Sector experts come together at ASA-LLST event to discuss key advice workforce challenges and solutions
More than 40 advice sector experts joined us for the first ever “Building a more sustainable advice workforce” event, held at Simmons & Simmons LLP and online on Wednesday 12 June.
Jointly organised by Advice Services Alliance and London Legal Support Trust as part of the Advice Workforce Development Fund programme, the event was an opportunity to bring the advice sector across England and Wales together and kick-start the conversation on addressing some of the sector’s biggest challenges to recruitment, retention, training and progression at the moment.
The Fund’s senior programme manager Chris Scutt said, “We were delighted by the sheer energy that people brought to the event, and wanted to thank everybody who joined us. Whether you’re in Wales, or Manchester, London or elsewhere, this event showed the hunger that exists to create a more sustainable advice workforce, which will ensure the sector is there for people in their times of need”.
The event included two panel discussions, chaired by Sue James (of Legal Action Group), and Sioned Churchill (formerly of Trust for London, and now working with LLST as an adviser to the Advice Workforce programme). The first panel, which included Alan Markey of Coventry Independent Advice Service (and Chair of NAWRA), Victoria Speed of the Employment Legal Advice Network, and Matthew Howgate of the Legal Aid Practitioners Group, spoke to the practical and real-world challenges to advice workforce development.

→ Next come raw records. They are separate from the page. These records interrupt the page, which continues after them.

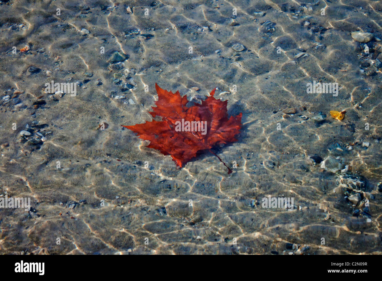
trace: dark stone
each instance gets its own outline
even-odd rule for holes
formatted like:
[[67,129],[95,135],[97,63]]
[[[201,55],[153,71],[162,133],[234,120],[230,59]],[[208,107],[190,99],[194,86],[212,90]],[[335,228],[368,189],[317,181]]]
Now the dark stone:
[[39,101],[35,101],[33,103],[33,105],[42,105],[43,104],[46,104],[47,102],[45,101],[43,99],[40,99]]
[[38,73],[41,71],[41,70],[40,68],[33,66],[31,67],[28,69],[28,71],[31,73]]
[[319,164],[322,162],[322,158],[318,155],[313,155],[310,157],[310,159],[312,159],[316,164]]

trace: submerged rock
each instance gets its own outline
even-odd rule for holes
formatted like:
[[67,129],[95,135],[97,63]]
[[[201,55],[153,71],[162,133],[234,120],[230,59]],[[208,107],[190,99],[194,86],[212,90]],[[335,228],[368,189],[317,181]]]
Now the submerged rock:
[[351,37],[354,40],[361,43],[367,43],[371,41],[374,37],[372,33],[361,31],[355,31],[351,32]]
[[[366,179],[363,176],[349,172],[338,174],[337,183],[342,188],[345,195],[348,196],[356,193],[363,193],[367,185]],[[359,201],[361,200],[360,194],[359,197]],[[349,199],[350,200],[350,198]]]
[[234,44],[231,47],[236,52],[241,52],[245,49],[244,46],[238,43]]

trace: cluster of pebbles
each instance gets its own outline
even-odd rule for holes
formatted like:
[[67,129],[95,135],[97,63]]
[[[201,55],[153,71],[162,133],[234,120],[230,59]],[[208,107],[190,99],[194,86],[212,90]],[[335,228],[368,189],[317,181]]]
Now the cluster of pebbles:
[[[374,196],[367,190],[369,185],[366,179],[361,175],[348,171],[348,166],[344,165],[340,156],[330,155],[323,161],[319,156],[311,156],[308,164],[320,164],[325,170],[334,173],[336,175],[338,188],[342,190],[345,198],[350,202],[353,208],[353,215],[360,215],[367,218],[369,214],[369,201],[374,199]],[[335,188],[335,191],[338,190]]]
[[44,128],[47,126],[46,124],[39,125],[37,121],[33,121],[31,125],[27,124],[25,129],[19,134],[20,142],[29,145],[31,151],[40,149],[47,140],[45,136],[52,133],[51,132],[45,132]]
[[380,73],[382,69],[382,55],[380,55],[381,39],[369,32],[351,32],[354,40],[354,50],[360,62],[360,72],[367,76]]

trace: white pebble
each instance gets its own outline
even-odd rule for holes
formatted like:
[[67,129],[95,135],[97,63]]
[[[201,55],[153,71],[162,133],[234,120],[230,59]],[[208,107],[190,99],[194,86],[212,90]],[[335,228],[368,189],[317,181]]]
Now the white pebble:
[[366,147],[369,147],[369,146],[370,145],[370,143],[368,143],[367,141],[364,141],[362,143],[362,146],[366,146]]
[[23,130],[21,132],[20,132],[20,135],[21,136],[30,136],[32,134],[31,134],[28,131],[24,131],[24,130]]
[[3,97],[3,100],[4,101],[8,101],[9,100],[9,99],[10,97],[11,97],[9,95],[8,95],[8,96],[5,96]]

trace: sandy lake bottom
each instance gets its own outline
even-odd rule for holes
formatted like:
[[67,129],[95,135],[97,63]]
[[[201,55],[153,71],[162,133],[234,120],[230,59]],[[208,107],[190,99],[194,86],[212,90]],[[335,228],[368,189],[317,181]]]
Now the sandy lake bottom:
[[[382,253],[381,11],[2,0],[0,203],[31,209],[0,208],[0,253]],[[121,127],[152,120],[156,83],[196,102],[217,87],[242,112],[238,141],[214,150],[233,172],[208,152],[177,169]]]

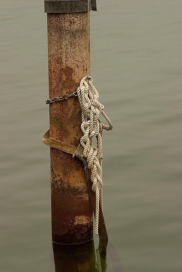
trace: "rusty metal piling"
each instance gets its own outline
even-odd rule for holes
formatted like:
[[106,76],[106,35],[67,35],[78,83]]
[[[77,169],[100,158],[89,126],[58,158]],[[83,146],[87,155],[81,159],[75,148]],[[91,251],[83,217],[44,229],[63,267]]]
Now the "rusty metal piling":
[[[86,11],[47,13],[50,99],[76,91],[86,75],[88,16]],[[50,104],[49,118],[50,137],[78,146],[82,135],[78,98]],[[51,147],[50,157],[52,241],[89,241],[93,238],[93,211],[84,166]]]

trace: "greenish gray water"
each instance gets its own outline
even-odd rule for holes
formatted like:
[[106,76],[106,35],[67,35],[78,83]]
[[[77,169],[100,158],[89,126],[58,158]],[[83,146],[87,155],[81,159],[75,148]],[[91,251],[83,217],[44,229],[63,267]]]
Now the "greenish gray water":
[[[180,2],[97,2],[91,74],[114,126],[103,140],[109,236],[125,272],[179,272]],[[49,150],[41,141],[49,125],[43,5],[9,0],[1,8],[4,272],[54,270]]]

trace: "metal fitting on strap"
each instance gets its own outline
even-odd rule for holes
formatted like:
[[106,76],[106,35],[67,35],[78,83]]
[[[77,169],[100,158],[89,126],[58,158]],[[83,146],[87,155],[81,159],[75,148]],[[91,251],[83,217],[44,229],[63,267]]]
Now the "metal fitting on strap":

Alan asked if there was an identity crisis within the sector these days: were we still attractive to today’s students? Victoria spoke of challenges from an employment advice perspective, including the loss of experienced people to other sectors and the knock-on effects for supervision; while Matthew highlighted the challenges of management and leadership, including “accidental managers”, who faced a lack of: (a) time to think; (b) money to deal with the many and complex challenges facing them; (c) management skill; and (d) shared learning and partnership.
The second panel, consisting of Gareth Morgan of Ferret Information Systems (who outlined the excellent Dangos project in Wales), Zoe Bantleman of Immigration Lawyers’ Practitioners’ Association (ILPA), and Dan Manville of Greater Manchester Law Centre (GMLC), generated insights and conversation on strategies and solutions for the future.
Dan, for example, shared GMLC’s model, which welcomes cohorts of law and bar students each year to the Law Centre’s advocacy project. The students work together on WCA and PIP appeals, and the training they receive enables them to present welfare rights cases at tribunal; there is a strong social element built into the project.
And Nezahat Cihan, LLST’s chief executive, spoke of the collaborative work being done in London, thanks to the Propel funding programme, to make recruitment, retention and progression pathways into the advice sector as inclusive and sustainable as possible.